Chloe Nadine Skelton (born 20 June 2001) is an English cricketer who most recently played for Gloucestershire, Western Storm and Welsh Fire. She plays as a right-arm off break bowler and right-handed batter.

==Domestic career==
Skelton made her county debut in 2018, for Gloucestershire against Oxfordshire. In her second match, Skelton made 134* from 143 balls in a 228-run victory for her side against Buckinghamshire. In 2019, Skelton was Gloucestershire's leading run-scorer in the County Championship, with 103 runs at an average of 25.75. In 2021, Skelton was the fifth-highest run-scorer across the whole competition in the Twenty20 Cup, with 201 runs at an average of 67.00, including 70* made against Cornwall. In the 2022 Women's Twenty20 Cup, she was Gloucestershire's leading wicket-taker, with 7 wickets including her Twenty20 best bowling figures of 4/24 taken against Warwickshire, as well as scoring 98 runs.

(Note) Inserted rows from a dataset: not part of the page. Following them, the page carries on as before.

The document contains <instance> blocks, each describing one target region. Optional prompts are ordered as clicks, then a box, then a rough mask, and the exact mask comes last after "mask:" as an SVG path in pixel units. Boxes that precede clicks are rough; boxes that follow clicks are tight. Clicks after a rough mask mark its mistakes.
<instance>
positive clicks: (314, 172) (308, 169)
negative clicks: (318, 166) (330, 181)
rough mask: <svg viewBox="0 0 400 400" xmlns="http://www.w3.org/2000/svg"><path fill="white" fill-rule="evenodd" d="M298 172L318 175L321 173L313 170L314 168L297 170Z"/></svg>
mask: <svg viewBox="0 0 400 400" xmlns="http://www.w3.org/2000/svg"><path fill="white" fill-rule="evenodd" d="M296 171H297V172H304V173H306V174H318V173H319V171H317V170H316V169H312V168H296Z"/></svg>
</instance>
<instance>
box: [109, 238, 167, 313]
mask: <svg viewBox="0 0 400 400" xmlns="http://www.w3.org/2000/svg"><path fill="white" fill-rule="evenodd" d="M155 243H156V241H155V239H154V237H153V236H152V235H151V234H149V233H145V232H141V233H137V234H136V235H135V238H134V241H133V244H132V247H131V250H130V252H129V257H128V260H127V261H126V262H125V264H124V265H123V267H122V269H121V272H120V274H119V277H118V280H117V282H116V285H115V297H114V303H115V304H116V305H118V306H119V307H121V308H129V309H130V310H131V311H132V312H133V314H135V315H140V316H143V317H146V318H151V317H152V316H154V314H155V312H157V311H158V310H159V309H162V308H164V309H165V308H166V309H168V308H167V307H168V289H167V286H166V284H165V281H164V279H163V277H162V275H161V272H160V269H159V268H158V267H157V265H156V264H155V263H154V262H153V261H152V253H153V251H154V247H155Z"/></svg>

In February 2021, Skelton was named in the Western Storm Academy for the upcoming season. She scored 109 for the academy in a match against Lightning Academy in July 2021. In September 2021, Skelton was added to the full Western Storm squad, and made her debut for the side on 10 September, against Northern Diamonds in the Rachael Heyhoe Flint Trophy, scoring 30 from 51 balls. She went on to play two more matches for the side that season, batting once more, scoring 13* against Lightning. She played four matches for Western Storm in 2022, all in the Rachael Heyhoe Flint Trophy, and was the side's second-highest wicket-taker in the tournament, with 10 wickets at an average of 17.20. Against South East Stars, Skelton took her maiden five-wicket haul, returning figures of 5/54 from her 10 overs. At the end of the 2022 season, it was announced that Skelton had signed her first professional contract with Western Storm.

In 2023, she played 20 matches for Western Storm, across the Rachael Heyhoe Flint Trophy and the Charlotte Edwards Cup, and was the side's leading wicket-taker in the Rachael Heyhoe Flint Trophy, with 14 wickets at an average of 31.28. She was also signed by Welsh Fire for The Hundred, but did not play a match. In 2024, she played 23 matches for Western Storm, across the Rachael Heyhoe Flint Trophy and the Charlotte Edwards Cup, taking 21 wickets with best bowling figures of 5/29.